Sie wurde noch wütender. „Sollen sie doch.“

Leicht gereizt sah er sie an.

„Was wollen Sie eigentlich damit bezwecken?“

„Das wissen Sie genau. So dumm sind Sie nicht.“

Kritisch blickte sie ihn an. „Nehmen wir es rein theoretisch einmal an.“

„Ohne die Zusicherung, dass sich jemand um mich kümmern würde, wollte man mich eigentlich nicht entlassen. Natürlich hätte ich einfach gehen können, aber es schien mir für alle Beteiligten das Angenehmste zu sein, wenn ich mich als Ehemann ausgebe.“ Und mit jeder Minute, die ich länger im Krankenhaus bin, fügte er in Gedanken hinzu, erhöht sich die Wahrscheinlichkeit, dass mich jemand erkennt, und dann dauert es erfahrungsgemäß nicht mehr lange, bis irgendein Reporter auftaucht.

„Und da haben Sie an mich gedacht. Ich fühle mich zutiefst geehrt.“ Ihre Stimme triefte vor Sarkasmus. „Warum, in aller Welt, musste ich auch noch Krankenschwester sein?“

„Ich fand es eine nette Geste“, antwortete er selbstgefällig.

„Sie sind verrückt … total verrückt.“

„Dann sind Sie keine Krankenschwester?“

„Nein, das bin ich nicht.“

„Als Ihr Vater sagte, Sie seien eine gute Krankenschwester …“

„Ich habe mehrere Brüder und weiß, wie man ein Pflaster aufklebt. Aber ich bin nicht Florence Nightingale!“

„Stimmt. Niemand, der nur einen Funken Mitgefühl im Leib hätte, würde zusehen, wie ich mich abmühe.“ Er stand etwas ratlos da, hatte den einen Hemdsärmel übergestreift und fragte sich, was er nun tun sollte.

„Sie treiben es ganz schön weit.
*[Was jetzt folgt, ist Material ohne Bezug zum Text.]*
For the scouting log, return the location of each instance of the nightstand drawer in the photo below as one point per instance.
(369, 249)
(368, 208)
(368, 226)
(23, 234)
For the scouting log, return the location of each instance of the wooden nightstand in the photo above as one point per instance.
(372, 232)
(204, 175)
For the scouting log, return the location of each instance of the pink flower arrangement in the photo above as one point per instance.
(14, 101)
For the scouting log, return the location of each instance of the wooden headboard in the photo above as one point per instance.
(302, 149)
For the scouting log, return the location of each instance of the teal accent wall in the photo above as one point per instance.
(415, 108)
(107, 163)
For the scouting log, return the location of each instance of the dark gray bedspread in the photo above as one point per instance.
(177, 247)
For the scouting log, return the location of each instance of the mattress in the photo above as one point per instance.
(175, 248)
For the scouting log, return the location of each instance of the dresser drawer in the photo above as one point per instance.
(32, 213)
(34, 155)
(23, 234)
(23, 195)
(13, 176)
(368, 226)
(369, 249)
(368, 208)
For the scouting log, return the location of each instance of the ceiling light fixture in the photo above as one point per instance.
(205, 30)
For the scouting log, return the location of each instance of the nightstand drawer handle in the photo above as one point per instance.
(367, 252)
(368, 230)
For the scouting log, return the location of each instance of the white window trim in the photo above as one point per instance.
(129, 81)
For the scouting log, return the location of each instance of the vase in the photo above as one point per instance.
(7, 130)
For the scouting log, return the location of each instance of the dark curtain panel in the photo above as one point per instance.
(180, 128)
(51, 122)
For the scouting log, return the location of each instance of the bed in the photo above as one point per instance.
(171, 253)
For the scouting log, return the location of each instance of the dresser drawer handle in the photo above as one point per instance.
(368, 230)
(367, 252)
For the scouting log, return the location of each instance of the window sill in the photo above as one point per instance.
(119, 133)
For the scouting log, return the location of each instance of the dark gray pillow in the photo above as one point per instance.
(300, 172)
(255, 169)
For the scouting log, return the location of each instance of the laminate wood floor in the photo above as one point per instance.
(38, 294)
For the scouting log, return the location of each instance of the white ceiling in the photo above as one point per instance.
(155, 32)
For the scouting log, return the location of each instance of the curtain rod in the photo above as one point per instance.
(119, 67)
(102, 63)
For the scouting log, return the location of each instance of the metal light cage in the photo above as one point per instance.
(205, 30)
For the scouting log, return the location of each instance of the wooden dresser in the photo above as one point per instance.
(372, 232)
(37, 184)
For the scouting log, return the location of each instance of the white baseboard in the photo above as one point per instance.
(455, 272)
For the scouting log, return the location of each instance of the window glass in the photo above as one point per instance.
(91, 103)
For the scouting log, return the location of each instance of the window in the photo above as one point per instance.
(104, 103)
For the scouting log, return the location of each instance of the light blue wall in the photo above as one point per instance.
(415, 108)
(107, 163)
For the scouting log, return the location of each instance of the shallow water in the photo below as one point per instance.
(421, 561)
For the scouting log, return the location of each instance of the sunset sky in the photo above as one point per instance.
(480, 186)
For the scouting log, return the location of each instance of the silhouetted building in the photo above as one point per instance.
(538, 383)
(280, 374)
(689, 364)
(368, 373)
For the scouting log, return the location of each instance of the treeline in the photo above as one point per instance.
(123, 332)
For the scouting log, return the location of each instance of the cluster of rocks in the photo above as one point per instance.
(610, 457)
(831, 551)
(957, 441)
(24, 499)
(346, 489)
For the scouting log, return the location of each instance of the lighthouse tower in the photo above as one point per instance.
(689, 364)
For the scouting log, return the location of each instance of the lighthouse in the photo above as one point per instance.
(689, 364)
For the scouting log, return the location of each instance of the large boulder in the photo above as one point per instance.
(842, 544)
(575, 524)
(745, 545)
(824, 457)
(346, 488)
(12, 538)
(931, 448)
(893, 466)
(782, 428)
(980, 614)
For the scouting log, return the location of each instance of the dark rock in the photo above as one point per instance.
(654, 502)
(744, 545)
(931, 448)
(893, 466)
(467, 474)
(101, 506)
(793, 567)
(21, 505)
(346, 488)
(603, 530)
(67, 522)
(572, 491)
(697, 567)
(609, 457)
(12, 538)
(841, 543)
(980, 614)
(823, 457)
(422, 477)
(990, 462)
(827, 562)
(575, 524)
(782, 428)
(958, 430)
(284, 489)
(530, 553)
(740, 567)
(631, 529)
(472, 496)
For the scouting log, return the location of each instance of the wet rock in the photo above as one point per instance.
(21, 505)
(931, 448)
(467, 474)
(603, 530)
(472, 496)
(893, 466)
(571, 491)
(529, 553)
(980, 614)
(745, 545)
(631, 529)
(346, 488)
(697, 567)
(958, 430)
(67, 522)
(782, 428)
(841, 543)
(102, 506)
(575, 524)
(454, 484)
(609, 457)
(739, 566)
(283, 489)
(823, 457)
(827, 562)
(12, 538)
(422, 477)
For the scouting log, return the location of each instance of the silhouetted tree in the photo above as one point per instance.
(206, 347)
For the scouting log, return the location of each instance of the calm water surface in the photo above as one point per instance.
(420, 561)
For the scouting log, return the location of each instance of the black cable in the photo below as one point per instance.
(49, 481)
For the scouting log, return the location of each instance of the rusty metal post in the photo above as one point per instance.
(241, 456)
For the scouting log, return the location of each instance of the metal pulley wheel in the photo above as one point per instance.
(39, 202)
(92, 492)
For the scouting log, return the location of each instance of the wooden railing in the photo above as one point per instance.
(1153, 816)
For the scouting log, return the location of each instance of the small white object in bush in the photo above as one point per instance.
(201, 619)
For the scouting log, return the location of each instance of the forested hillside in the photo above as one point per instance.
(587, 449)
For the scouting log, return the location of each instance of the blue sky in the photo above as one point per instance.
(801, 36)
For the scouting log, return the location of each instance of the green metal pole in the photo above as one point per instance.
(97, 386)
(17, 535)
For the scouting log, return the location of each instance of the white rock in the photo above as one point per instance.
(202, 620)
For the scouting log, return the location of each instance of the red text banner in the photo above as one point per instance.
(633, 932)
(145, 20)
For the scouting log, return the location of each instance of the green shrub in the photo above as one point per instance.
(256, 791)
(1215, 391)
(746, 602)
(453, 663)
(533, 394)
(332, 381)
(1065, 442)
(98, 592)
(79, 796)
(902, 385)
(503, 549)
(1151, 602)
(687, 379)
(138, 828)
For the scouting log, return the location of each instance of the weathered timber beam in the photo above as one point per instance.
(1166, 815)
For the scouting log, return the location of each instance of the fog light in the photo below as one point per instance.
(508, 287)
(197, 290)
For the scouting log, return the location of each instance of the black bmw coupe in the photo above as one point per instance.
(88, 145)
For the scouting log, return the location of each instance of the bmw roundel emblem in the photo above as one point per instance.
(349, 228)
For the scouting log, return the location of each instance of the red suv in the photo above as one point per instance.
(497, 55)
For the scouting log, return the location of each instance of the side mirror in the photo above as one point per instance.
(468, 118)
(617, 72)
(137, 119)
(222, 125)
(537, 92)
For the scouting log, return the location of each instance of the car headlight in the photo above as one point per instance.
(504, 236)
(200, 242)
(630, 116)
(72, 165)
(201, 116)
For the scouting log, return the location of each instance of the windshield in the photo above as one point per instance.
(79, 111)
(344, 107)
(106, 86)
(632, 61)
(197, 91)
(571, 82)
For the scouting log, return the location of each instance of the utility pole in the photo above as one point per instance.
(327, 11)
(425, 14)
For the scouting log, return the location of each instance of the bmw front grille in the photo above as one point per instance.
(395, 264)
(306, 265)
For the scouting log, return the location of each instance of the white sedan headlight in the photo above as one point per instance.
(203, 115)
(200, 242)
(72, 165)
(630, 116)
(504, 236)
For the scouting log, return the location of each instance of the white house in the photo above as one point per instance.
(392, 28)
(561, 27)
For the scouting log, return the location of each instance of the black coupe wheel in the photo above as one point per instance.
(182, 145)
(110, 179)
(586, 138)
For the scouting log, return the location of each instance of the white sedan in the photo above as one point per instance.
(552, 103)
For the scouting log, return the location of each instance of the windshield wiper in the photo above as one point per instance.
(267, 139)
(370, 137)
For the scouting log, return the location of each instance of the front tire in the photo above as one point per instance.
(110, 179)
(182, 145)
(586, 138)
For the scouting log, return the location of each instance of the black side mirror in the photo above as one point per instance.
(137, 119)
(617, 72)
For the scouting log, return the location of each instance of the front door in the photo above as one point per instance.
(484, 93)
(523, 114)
Was ist, wenn mich hier jemand um Hilfe bittet?“

„Ist das wahrscheinlich?“

Er hält mich offenbar für leicht hysterisch, dachte Darcy und wurde sich bewusst, dass sie sich von dem eigentlichen Grund ihrer Wut entfernten. „Versuchen Sie nicht, das Thema zu wechseln.“

Reece zog die Brauen hoch. „Welches da war?“

„Ich bin nicht Ihre Frau!“

„Das ist wahr“, bestätigte er und schien sehr erleichtert. „Ich dachte, Sie hätten nichts dagegen. Schließlich bitte ich Sie ja nicht wirklich, mich zu heiraten oder etwas ähnlich Bedrohliches zu tun.“

„Nur zu Ihrer Information: Mir wurde schon mehrmals ein Heiratsantrag gemacht!“

„Gratuliere.“ Amüsiert sah er sie an.

Verdammt, warum hatte sie sich nur zu dieser Antwort hinreißen lassen, die noch dazu überhaupt nicht zu seiner Erwiderung passte! Sie errötete vor Verlegenheit. „Was wäre gewesen, wenn ich einfach wieder nach Hause gefahren wäre?“

„Ich wusste, dass Sie es nicht tun würden.“

„Das konnten Sie unmöglich wissen!“

„Die Schuldgefühle hätten Sie aufgefressen. Sie wollen immer das Richtige machen“, erklärte er, als würde er es für einen Charakterfehler halten. „Seien Sie keine Spielverderberin, Darcy.“

„Ich werde nicht für Sie lügen.“

Reece seufzte. „Stellen Sie es nur einfach nicht klar. Um mehr bitte ich Sie nicht. Verlassen Sie mit mir das Krankenhaus, und danach brauchen Sie mich nie wieder zu sehen.“

„Ich muss verrückt geworden sein.“

„Das ist sehr nett von Ihnen“, meinte er lächelnd, als auch schon die Tür aufging und der Pfleger hereinkam, der Darcy vorhin hergebracht hatte.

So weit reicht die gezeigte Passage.